🤖 AI Summary
Open-world object detection (OWOD) faces three key challenges: high annotation cost, feature overfitting to known classes, and inflexible model architectures. To address these, we propose a plug-and-play collaborative learning framework that requires no backbone modification. Our approach integrates multimodal prompt tuning with Crop-Smoothing—a novel feature smoothing technique—and leverages CLIP and large language models for dual-modal data refinement, including cross-modal similarity filtering and visualization-guided interactive annotation. This enables low-cost, high-quality unknown-class recognition and continual learning. Empirically, using only 3.8% self-generated annotations, our method achieves 89% of the performance of state-of-the-art (SOTA) approaches; under equal annotation budgets, it significantly outperforms existing methods. The framework substantially reduces annotation overhead while enhancing generalization across known and unknown categories.
📝 Abstract
Open-world object detection (OWOD) extends traditional object detection to identifying both known and unknown object, necessitating continuous model adaptation as new annotations emerge. Current approaches face significant limitations: 1) data-hungry training due to reliance on a large number of crowdsourced annotations, 2) susceptibility to "partial feature overfitting," and 3) limited flexibility due to required model architecture modifications. To tackle these issues, we present OW-CLIP, a visual analytics system that provides curated data and enables data-efficient OWOD model incremental training. OW-CLIP implements plug-and-play multimodal prompt tuning tailored for OWOD settings and introduces a novel "Crop-Smoothing" technique to mitigate partial feature overfitting. To meet the data requirements for the training methodology, we propose dual-modal data refinement methods that leverage large language models and cross-modal similarity for data generation and filtering.
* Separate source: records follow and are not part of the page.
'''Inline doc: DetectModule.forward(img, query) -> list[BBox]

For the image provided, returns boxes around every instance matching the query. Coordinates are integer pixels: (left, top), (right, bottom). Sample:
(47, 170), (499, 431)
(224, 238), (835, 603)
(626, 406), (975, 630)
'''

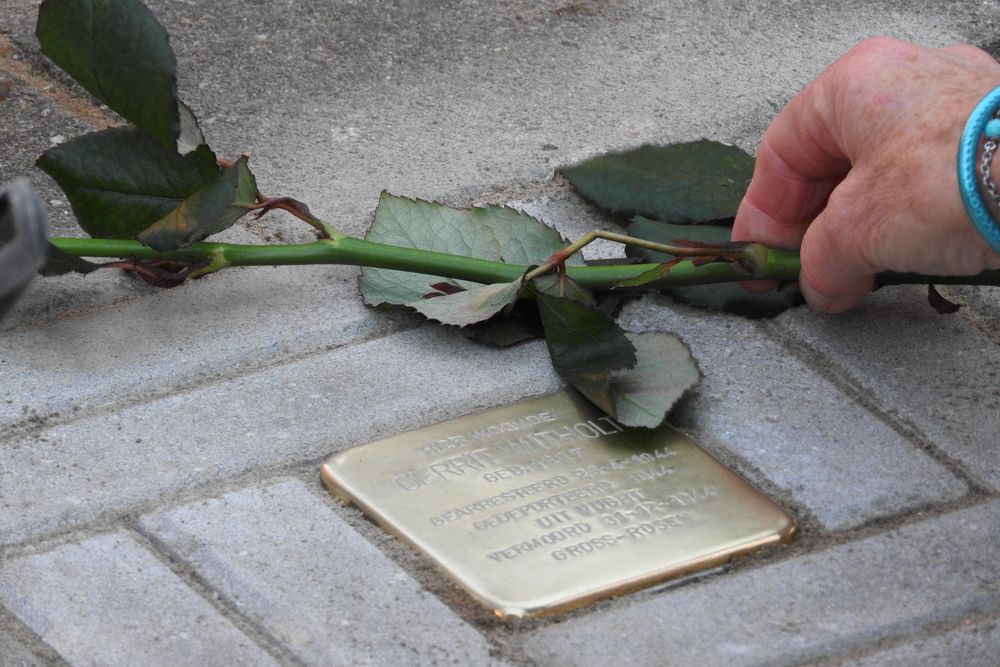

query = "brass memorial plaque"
(323, 392), (795, 616)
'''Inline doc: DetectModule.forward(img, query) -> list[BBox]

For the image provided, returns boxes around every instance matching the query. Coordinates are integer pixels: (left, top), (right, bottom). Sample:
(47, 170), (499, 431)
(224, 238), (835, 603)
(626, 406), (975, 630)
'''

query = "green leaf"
(536, 278), (700, 428)
(137, 155), (257, 251)
(36, 127), (219, 239)
(36, 0), (180, 150)
(406, 280), (521, 327)
(626, 217), (805, 318)
(534, 281), (636, 416)
(560, 139), (753, 222)
(177, 102), (206, 155)
(359, 192), (583, 306)
(462, 318), (541, 348)
(609, 332), (701, 428)
(38, 243), (101, 276)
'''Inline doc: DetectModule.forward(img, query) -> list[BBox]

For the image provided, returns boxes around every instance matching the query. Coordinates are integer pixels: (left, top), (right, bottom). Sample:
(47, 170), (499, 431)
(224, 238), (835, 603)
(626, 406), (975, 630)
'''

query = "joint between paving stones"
(0, 322), (428, 450)
(0, 34), (121, 130)
(0, 604), (70, 667)
(796, 611), (1000, 667)
(125, 517), (309, 667)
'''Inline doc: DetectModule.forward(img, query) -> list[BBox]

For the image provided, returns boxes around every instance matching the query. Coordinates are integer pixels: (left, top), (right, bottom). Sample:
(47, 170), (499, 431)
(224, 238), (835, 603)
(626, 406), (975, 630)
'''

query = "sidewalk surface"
(0, 0), (1000, 667)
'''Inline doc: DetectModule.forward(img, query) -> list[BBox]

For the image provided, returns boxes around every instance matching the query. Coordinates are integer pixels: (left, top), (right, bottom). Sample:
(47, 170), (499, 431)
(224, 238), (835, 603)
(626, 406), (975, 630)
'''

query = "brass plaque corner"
(322, 392), (795, 618)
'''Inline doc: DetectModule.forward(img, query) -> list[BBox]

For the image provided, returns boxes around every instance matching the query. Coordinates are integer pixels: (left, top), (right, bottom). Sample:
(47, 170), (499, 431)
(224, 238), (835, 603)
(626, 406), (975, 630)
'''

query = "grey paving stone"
(619, 296), (966, 530)
(776, 288), (1000, 489)
(0, 624), (52, 667)
(0, 327), (560, 544)
(142, 481), (500, 666)
(0, 533), (276, 667)
(525, 500), (1000, 667)
(0, 66), (91, 236)
(9, 0), (996, 240)
(0, 260), (416, 430)
(838, 618), (1000, 667)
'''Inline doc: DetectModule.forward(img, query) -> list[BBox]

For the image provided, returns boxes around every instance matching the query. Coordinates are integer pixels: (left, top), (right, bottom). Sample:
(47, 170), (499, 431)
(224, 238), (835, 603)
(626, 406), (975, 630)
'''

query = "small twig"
(247, 192), (344, 239)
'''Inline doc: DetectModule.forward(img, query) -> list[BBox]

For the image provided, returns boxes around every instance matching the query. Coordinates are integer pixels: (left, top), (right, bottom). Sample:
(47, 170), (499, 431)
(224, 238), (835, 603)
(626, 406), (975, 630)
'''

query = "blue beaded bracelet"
(958, 88), (1000, 253)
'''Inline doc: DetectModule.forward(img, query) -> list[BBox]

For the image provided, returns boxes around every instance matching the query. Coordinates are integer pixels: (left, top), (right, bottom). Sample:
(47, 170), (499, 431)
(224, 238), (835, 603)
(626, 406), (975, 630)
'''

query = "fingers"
(799, 176), (878, 313)
(733, 78), (850, 248)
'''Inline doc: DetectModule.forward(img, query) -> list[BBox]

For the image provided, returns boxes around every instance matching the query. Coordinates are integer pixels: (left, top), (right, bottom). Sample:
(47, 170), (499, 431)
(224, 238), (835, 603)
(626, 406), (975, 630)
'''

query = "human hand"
(733, 38), (1000, 313)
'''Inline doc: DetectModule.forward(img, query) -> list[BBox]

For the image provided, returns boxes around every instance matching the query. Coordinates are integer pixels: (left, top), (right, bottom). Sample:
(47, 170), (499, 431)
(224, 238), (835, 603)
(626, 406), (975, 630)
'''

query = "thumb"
(799, 172), (879, 313)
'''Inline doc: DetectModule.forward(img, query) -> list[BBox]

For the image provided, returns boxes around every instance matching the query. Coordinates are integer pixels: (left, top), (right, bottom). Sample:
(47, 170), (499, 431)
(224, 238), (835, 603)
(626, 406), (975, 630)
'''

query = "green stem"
(49, 236), (1000, 290)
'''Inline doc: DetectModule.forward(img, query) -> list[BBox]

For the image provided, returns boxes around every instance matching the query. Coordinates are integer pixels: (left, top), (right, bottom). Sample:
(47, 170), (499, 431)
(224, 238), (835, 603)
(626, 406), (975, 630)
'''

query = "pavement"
(0, 0), (1000, 667)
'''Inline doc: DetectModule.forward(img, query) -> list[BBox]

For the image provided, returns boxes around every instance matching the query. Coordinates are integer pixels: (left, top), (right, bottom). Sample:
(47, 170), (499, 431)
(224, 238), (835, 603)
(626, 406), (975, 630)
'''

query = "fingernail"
(800, 283), (833, 313)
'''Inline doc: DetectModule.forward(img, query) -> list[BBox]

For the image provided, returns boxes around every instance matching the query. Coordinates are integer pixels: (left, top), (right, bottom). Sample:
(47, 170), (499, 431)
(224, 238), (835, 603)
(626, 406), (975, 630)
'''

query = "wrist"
(958, 88), (1000, 254)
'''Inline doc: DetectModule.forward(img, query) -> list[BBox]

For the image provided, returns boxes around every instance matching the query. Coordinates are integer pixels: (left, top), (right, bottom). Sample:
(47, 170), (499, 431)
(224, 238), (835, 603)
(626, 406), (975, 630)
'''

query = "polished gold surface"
(323, 392), (795, 616)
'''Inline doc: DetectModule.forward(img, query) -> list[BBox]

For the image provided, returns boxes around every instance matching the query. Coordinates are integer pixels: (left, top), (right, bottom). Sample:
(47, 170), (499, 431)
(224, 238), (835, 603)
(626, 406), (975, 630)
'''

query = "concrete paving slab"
(0, 266), (417, 436)
(141, 480), (508, 667)
(619, 296), (966, 530)
(3, 0), (996, 237)
(0, 533), (278, 667)
(775, 287), (1000, 489)
(526, 500), (1000, 667)
(840, 618), (1000, 667)
(0, 327), (561, 544)
(0, 66), (92, 236)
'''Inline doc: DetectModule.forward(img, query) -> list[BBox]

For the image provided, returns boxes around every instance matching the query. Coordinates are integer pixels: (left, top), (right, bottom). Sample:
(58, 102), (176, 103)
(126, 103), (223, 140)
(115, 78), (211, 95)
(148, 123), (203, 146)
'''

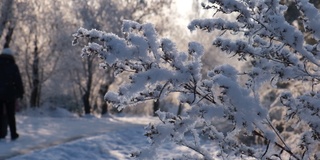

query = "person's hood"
(0, 54), (15, 66)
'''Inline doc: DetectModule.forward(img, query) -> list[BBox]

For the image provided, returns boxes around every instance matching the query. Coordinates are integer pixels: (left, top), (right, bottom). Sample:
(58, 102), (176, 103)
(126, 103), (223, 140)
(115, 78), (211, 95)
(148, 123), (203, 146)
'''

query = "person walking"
(0, 48), (24, 140)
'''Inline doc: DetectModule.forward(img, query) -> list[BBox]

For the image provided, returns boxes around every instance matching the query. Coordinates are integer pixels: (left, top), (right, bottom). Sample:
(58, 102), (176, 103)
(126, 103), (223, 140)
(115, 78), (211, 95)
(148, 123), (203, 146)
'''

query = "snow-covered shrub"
(73, 0), (320, 159)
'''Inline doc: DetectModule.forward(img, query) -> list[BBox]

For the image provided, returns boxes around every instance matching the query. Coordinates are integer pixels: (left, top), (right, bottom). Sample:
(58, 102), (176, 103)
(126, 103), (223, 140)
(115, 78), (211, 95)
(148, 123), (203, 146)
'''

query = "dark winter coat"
(0, 54), (24, 99)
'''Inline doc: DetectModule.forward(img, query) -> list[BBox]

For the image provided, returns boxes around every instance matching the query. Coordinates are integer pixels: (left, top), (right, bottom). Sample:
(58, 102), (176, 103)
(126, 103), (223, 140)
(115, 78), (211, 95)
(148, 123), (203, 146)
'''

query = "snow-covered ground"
(0, 108), (201, 160)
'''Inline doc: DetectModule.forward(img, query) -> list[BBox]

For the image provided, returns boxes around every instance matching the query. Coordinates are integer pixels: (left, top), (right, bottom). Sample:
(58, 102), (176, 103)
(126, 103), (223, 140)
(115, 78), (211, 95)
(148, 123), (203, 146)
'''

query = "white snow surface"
(0, 108), (200, 160)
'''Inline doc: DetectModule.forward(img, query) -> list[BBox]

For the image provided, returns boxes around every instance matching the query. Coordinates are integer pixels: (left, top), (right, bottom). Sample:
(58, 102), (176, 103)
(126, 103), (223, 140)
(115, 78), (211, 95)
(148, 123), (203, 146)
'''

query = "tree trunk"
(0, 0), (13, 39)
(153, 99), (160, 117)
(82, 57), (93, 114)
(82, 91), (91, 114)
(99, 84), (109, 115)
(30, 39), (41, 108)
(177, 103), (183, 116)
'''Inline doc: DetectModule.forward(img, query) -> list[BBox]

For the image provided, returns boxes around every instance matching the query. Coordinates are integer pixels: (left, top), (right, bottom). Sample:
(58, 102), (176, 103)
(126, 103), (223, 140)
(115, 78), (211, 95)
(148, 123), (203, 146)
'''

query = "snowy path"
(0, 111), (155, 160)
(0, 111), (208, 160)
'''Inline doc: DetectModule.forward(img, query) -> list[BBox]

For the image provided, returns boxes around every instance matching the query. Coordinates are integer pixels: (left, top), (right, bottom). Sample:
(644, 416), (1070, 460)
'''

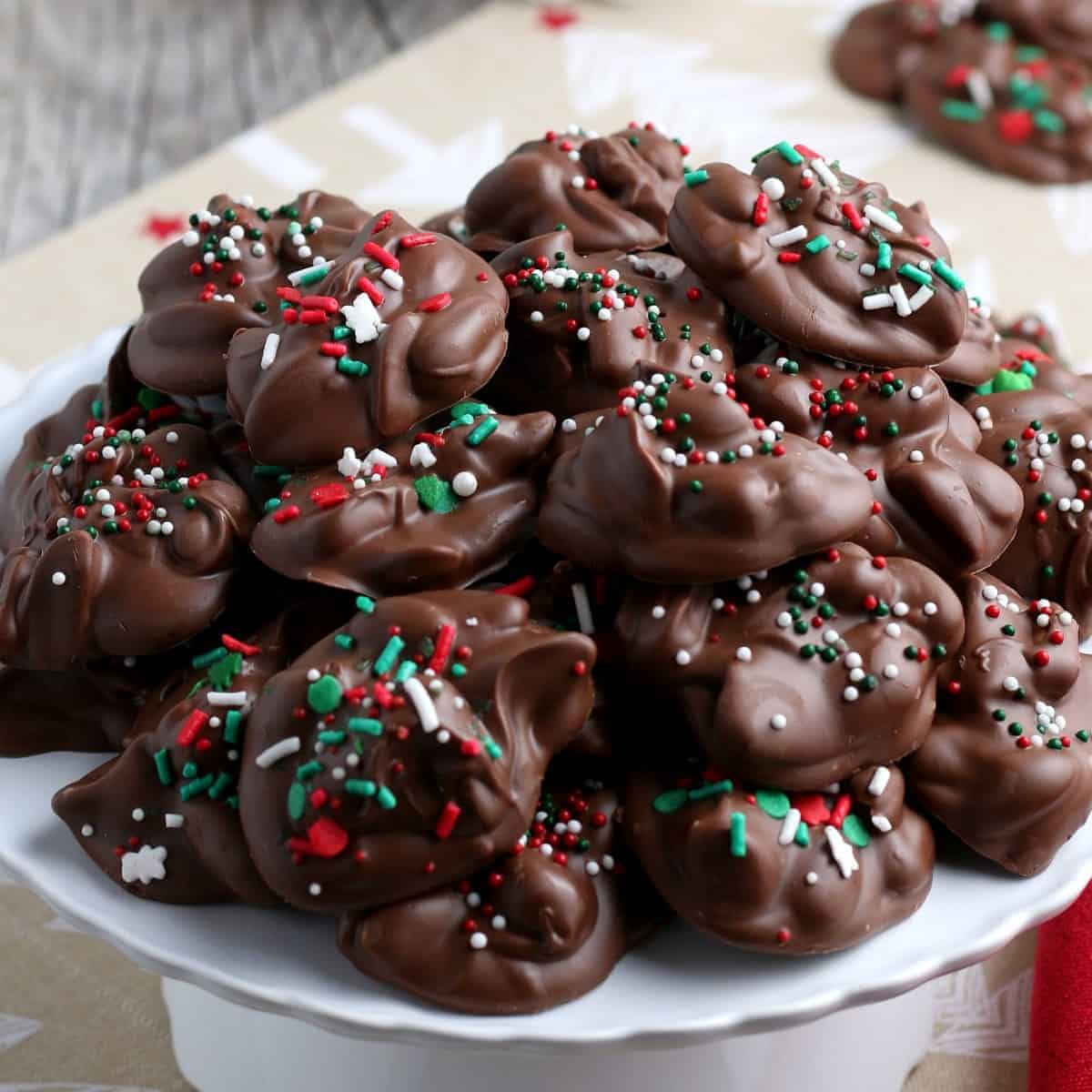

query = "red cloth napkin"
(1027, 885), (1092, 1092)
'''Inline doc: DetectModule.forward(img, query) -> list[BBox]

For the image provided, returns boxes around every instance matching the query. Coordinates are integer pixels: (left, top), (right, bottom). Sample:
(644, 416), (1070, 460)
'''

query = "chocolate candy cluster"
(6, 127), (1092, 1014)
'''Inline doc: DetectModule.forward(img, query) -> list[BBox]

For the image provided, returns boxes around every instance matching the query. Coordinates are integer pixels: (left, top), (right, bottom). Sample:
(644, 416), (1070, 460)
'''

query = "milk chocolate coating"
(967, 389), (1092, 629)
(251, 402), (553, 595)
(624, 764), (935, 956)
(240, 592), (595, 913)
(464, 124), (687, 253)
(617, 544), (963, 790)
(228, 212), (508, 466)
(667, 142), (967, 368)
(127, 190), (368, 397)
(338, 787), (654, 1016)
(735, 343), (1023, 575)
(905, 573), (1092, 875)
(905, 22), (1092, 185)
(54, 617), (318, 905)
(539, 370), (873, 583)
(0, 425), (251, 671)
(831, 0), (973, 103)
(935, 297), (1003, 387)
(482, 231), (732, 417)
(983, 0), (1092, 62)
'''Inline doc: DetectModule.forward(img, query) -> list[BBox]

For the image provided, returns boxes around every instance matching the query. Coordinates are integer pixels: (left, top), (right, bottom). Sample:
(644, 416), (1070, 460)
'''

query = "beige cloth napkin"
(0, 0), (1066, 1092)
Simultaneously, we develope a visualization interface that enables users to explore and deliver high-quality annotations: including class-specific visual feature phrases and fine-grained differentiated images. Quantitative evaluation demonstrates that OW-CLIP achieves competitive performance at 89% of state-of-the-art performance while requiring only 3.8% self-generated data, while outperforming SOTA approach when trained with equivalent data volumes. A case study shows the effectiveness of the developed method and the improved annotation quality of our visualization system.